Mina Murray-Harker : Lupita Tovar/Isabelle Adjani

This was kind of a tough one. Like her hubby, Mina Harker is rarely acted with the zing of the other main characters in Dracula. However, there are two great Mina performances—and, ironically, neither of those characters are named Mina. Still, Lupita Tovar as “Eva Seward” in the 1931 Spanish-language Dracula and Isabelle Adjani as “Lucy Harker” in Werner Herzog’s 1979 remake of Nosferatu are clearly playing the Mina role as described in Stoker’s novel. 19-year old Tovar brings a vivacious freshness to the role that makes her transformation into Dracula’s concubine both weirdly exciting and terribly tragic. Kohl-eyed Adjani, on the other hand, is ethereal and wan, the ultimate Gothic beauty. She seems as though she must have been vampiric long before falling into the count’s clutches.



Lucy Westenra : Jan Francis

More confusion: the Lucy Westenra character in Universal’s 1979 version of Dracula is not only named Mina, but she’s Van Helsing’s daughter. I won’t even begin to try to figure out why so many Dracula-filmmakers felt it necessary to jumble character names and relationships, but no matter what you name her, Jan Francis’s Lucy is the greatest. Why? Because she’s the most terrifying. The scene in which she confronts her “daddy” in a crypt after having been vampirized is the scariest in any Dracula film. Francis also does a fantastic job of capturing the eager lustiness that makes her such an easy target for the count.

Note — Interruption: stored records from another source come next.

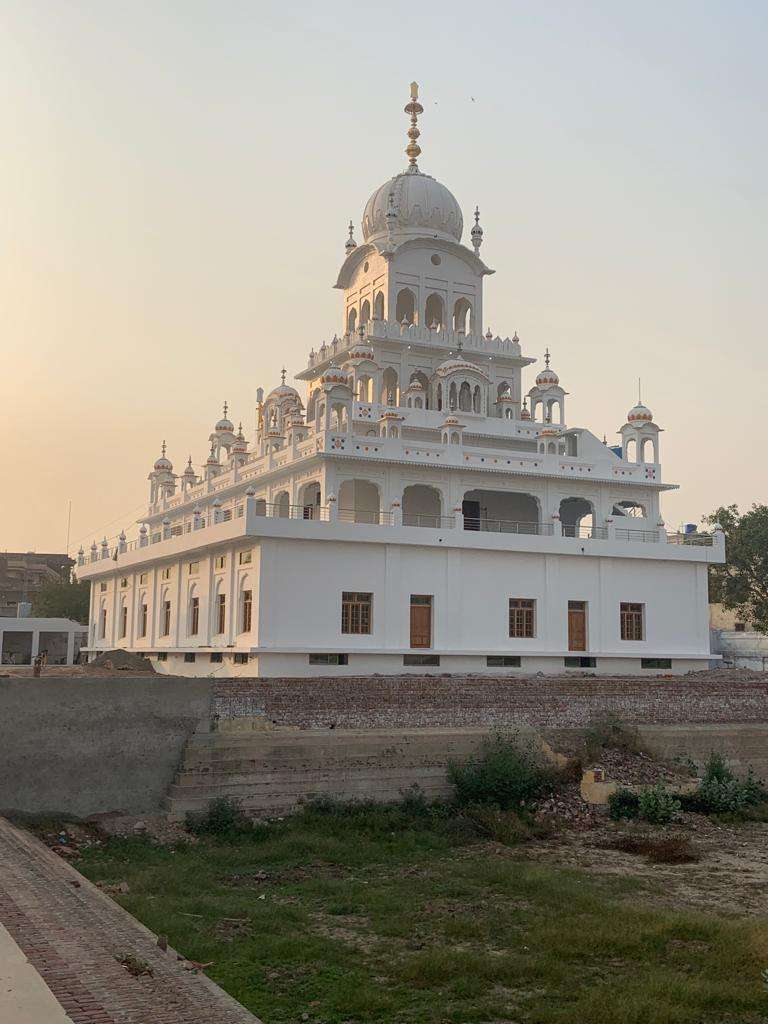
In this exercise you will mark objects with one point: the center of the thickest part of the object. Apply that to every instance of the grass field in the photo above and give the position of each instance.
(391, 914)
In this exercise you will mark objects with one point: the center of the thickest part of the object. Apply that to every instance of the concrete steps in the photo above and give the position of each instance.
(272, 772)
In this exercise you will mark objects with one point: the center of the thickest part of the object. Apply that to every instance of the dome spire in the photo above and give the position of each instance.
(413, 148)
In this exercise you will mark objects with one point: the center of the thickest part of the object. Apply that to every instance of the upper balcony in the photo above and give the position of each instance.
(253, 517)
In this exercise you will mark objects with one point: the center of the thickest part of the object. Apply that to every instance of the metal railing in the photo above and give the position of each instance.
(585, 532)
(638, 536)
(694, 540)
(507, 526)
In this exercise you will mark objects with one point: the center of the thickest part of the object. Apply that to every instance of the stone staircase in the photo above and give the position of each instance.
(272, 771)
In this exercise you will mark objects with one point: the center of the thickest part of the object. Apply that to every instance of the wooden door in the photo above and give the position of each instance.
(577, 626)
(421, 621)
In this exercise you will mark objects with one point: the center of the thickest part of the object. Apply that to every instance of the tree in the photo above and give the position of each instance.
(741, 584)
(64, 600)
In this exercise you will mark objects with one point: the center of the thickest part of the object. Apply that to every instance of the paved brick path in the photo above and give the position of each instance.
(71, 933)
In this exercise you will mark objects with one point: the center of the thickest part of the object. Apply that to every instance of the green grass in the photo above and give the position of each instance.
(400, 916)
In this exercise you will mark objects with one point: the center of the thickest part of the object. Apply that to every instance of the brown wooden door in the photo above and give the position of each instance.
(421, 622)
(577, 626)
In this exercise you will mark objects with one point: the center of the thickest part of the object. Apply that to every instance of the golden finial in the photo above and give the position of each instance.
(414, 109)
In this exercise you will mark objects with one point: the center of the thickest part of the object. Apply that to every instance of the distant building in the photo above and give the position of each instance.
(23, 639)
(23, 573)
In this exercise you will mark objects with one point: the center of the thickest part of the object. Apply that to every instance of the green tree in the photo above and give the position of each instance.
(741, 584)
(64, 600)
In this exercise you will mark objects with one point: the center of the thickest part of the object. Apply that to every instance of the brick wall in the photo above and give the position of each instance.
(540, 701)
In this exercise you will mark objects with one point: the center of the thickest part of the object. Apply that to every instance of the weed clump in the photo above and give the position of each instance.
(223, 816)
(506, 773)
(722, 793)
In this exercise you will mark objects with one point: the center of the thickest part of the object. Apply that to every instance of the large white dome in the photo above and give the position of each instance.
(423, 207)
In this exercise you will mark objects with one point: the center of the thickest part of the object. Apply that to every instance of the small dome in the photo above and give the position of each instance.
(334, 376)
(458, 365)
(421, 205)
(639, 414)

Dr. John Seward : Richard E. Grant

As I’ve suggested (or, perhaps, screamed) above, I have little fondness for Francis Ford Coppola’s misleadingly titled Bram Stoker’s Dracula. It’s a wretched mess of ostentatious special effects, bad ideas (why does Dracula turn into a sort of Bat Man rather than a normal bat? So stupid!), and awful acting (Keanu). Yet it also houses perhaps the only genuinely distinguished portrayal of asylum-overseer, Lucy-suitor, and vampire-hunter Dr. John Seward. Richard E. Grant, who was so wonderful as scummy drunk Withnail in the cult classic Withnail and I, once again proves his ability to play it stoned (even though Grant is actually a teetotaler). His Seward is a funky, half-crazed, somewhat hammy morphine addict who gets some scenes with Tom Waits’s Renfield that rise above the crapitude of the rest of the film.



Arthur Holmwood : Michael Gough

Arthur Holmwood is another important character in Stoker that is generally reduced to a device to move the plot along in Dracula movies. Honestly, even the quite likable Michael Gough’s performance as Holmwood in Horror of Dracula is nothing spectacular, but he wins by default for playing such an unusually significant role in the film; he’s Robin to Van Helsing’s Batman. In keeping with the film’s lack of reverence for Stoker, Arthur is not Lucy’s suitor but her (or, umm, “Mina’s”) brother and Mina’s (or, umm, “Lucy’s”) husband. Confused yet? Well, perhaps the calming presence of Michael Gough will sooth your over-taxed mind. He is, after all, quite likable.



Quincey Morris : Jack Taylor

Of all the main characters in Stoker’s book, none are left off the screen more often than Quincy P. Morris. According to imdb, there are only five Dracula films that include a Quincey character. This is possibly because there’s something kind of wrong about placing an American yahoo amongst all the British and Transylvanian aristocrats that are the main populace of Dracula. So, which Quincey wins? Let’s say Jack Taylor from Jess Franco’s extremely faithful 1970 version does. Don't say I never did anything for you, Jack Taylor.



So, there you have it. The ultimate Dracula cast. Now all we need is some Internet-savvy, film-editing wiz to build the ultimate Dracula film by cutting all these performances together. Get cracking, Internet-savvy, film-editing wiz.